Оставался только один заслуживающий внимания кандидат, однако ему не благоволила королева. Бравада и громогласный патриотизм Палмерстона вкупе со стремлением сокрушить любого находящегося в пределах досягаемости деспота помогли ему завоевать симпатии радикалов из рабочего класса, которые в противном случае отнеслись бы к войне строго отрицательно. Он чувствовал, что народ его поддерживает. И потом, на ситуацию всегда можно было взглянуть иначе. «Я возражаю против кандидатуры лорда Палмерстона по личным причинам», — сказала королева. «Королева имеет в виду, — объяснил принц Альберт, — что она не возражает против кандидатуры лорда Палмерстона по причине его личных качеств». Этот оборот мог бы украсить сочинение Льюиса Кэрролла, если бы он писал в то время. Палмерстон (Пэм, как его называли многие) сколотил новый кабинет или, скорее, сохранил старый, избавившись от лишнего груза в лице Абердина, бывшего военного министра Ньюкасла и, конечно, Джона Рассела, который, как чертик из табакерки, вернулся позднее на должность министра по делам колоний. (Его нельзя было так просто убрать из политики.) Если бы не война, это правительство вполне могло бы выдержать взятый курс, но все же оно просуществовало достаточно долго, чтобы заключить мир. Палмерстон снова вышел вперед бодрой пружинящей походкой. Старый боевой конь рыл копытом землю.

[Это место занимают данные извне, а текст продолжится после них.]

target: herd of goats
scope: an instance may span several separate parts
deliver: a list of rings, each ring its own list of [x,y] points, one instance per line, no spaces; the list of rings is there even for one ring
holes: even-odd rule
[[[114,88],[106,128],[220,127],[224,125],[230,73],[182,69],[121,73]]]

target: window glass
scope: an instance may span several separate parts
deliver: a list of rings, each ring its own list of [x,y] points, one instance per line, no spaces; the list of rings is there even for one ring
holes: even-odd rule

Что еще важнее, на этот раз он заручился поддержкой страны и выступал как защитник ее важнейших интересов.
Все участники устали от кровавой и грязной войны на крошечной территории, но Палмерстон не хотел прекращать ее, пока Англия и Франция не возьмут Севастополь. Как только эта цель будет достигнута, с отступлением русских можно будет всерьез начать мирные переговоры. 9 сентября 1855 года русские покинули крепость Севастополь. Англичане и французы, можно сказать, выиграли, но они не решались преследовать врага дальше. Однако в сложившихся обстоятельствах и это посчитали славной победой. Согласно оценкам, в Севастополе, к концу боевых действий превратившемся в дымящиеся развалины, погибло 300 000 русских. Одно из захоронений называлось «Кладбище сотни тысяч». Сильнейший шторм разметал укрытия союзников. Британское войско превратилось в толпу изможденных оборванцев.

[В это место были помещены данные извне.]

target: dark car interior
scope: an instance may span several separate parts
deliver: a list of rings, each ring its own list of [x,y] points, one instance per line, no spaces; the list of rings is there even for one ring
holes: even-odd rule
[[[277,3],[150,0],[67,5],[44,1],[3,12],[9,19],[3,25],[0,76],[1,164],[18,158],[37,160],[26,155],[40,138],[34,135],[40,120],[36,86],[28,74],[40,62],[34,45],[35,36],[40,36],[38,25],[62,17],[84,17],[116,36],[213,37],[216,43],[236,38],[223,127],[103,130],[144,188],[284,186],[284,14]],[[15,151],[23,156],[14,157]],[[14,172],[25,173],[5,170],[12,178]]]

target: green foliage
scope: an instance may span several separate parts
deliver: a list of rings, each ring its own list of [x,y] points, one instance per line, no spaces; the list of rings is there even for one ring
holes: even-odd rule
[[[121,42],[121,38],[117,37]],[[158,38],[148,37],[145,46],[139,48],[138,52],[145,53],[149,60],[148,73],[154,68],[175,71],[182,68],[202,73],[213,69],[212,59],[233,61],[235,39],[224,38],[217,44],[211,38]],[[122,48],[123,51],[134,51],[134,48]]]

Английская публика остро осознавала беспомощность военного командования. 13 декабря 1854 года в The Times писали: «Некомпетентность, бездеятельность, аристократическое высокомерие, бюрократические помехи, фаворитизм, рутина, упрямство и глупость правят бал в лагерях под Севастополем». Тем не менее народ Британии ждал, что весенняя кампания позволит окончательно разделаться с врагом. В противном случае двухлетнее кровопролитие, в котором командиры уже потеряли треть армии, оказалось бы напрасным. Люди жадно ждали новостей. Первый номер национальной газеты за пенни Daily Telegraph вышел 29 июня 1855 года. Стены деревянных бараков, в которых укрывались осаждающие Севастополь солдаты, покрывали картинки, вырезанные со страниц иллюстрированных газет. Прежде чем вопрос окончательно был закрыт, последовало еще какое-то количество бесславных боев. Попытка штурмовать крепость Редан провалилась: британцы просто отказались выходить из-за безопасных брустверов. Один из командиров, полковник Виндхем, назвал это «величайшим позором, который когда-либо постигал британского солдата». Эта война не располагала к красивым жестам.

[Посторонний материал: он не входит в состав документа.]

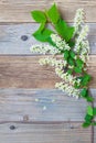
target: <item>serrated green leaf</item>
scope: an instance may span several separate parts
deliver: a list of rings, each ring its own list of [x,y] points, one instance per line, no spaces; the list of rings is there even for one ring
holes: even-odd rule
[[[54,3],[51,9],[47,11],[49,19],[52,23],[56,24],[60,20],[60,12],[57,10],[56,4]]]
[[[55,24],[55,30],[66,42],[73,37],[74,28],[68,26],[62,19]]]
[[[74,72],[77,73],[77,74],[81,74],[82,69],[79,67],[74,67]]]
[[[66,59],[66,61],[67,61],[68,56],[70,56],[70,52],[68,52],[67,50],[66,50],[66,51],[64,51],[64,59]]]
[[[96,125],[96,122],[93,122],[92,125]]]
[[[53,32],[49,29],[44,29],[43,31],[38,30],[33,33],[33,36],[41,42],[49,42],[49,37]]]
[[[42,12],[42,11],[38,11],[38,10],[32,11],[31,15],[39,23],[45,23],[46,22],[45,13]]]
[[[87,114],[93,117],[93,107],[90,106],[87,107]]]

Завершить свою миссию английская армия не смогла из-за Парижского мирного договора, подписанного в конце марта 1856 года. Участники войны настойчиво стремились вырваться из крымской трясины, но у них были противоречивые цели. Русские хотели извлечь из произошедшего толику выгоды или славы. Французы и британцы хотели уберечь Османскую империю как оплот против русских и одновременно возобновить собственное старинное, длившееся едва ли не с доисторических времен соперничество. В положениях договора в целом отсутствовала какая-либо определенность. Он гарантировал целостность Турции, открывал Дунай для судоходства и делал Черное море нейтральным — и только. Парижский договор обескуражил и разочаровал тех, кто считал, что в этой войне Англия сражается за правое дело. Непоследовательный и неэффективный, по мнению многих, мир привел англичан в замешательство и даже в ужас. Глашатаев, объявивших о заключении мира, обшикали у Темпл-Бар, и никто не знал, стоит ли зажигать на окнах свечи в честь праздника — или дело кончится разбитыми стеклами. Весь патриотический накал, все ожидания, все идеалы справедливой борьбы ровно ни к чему не привели.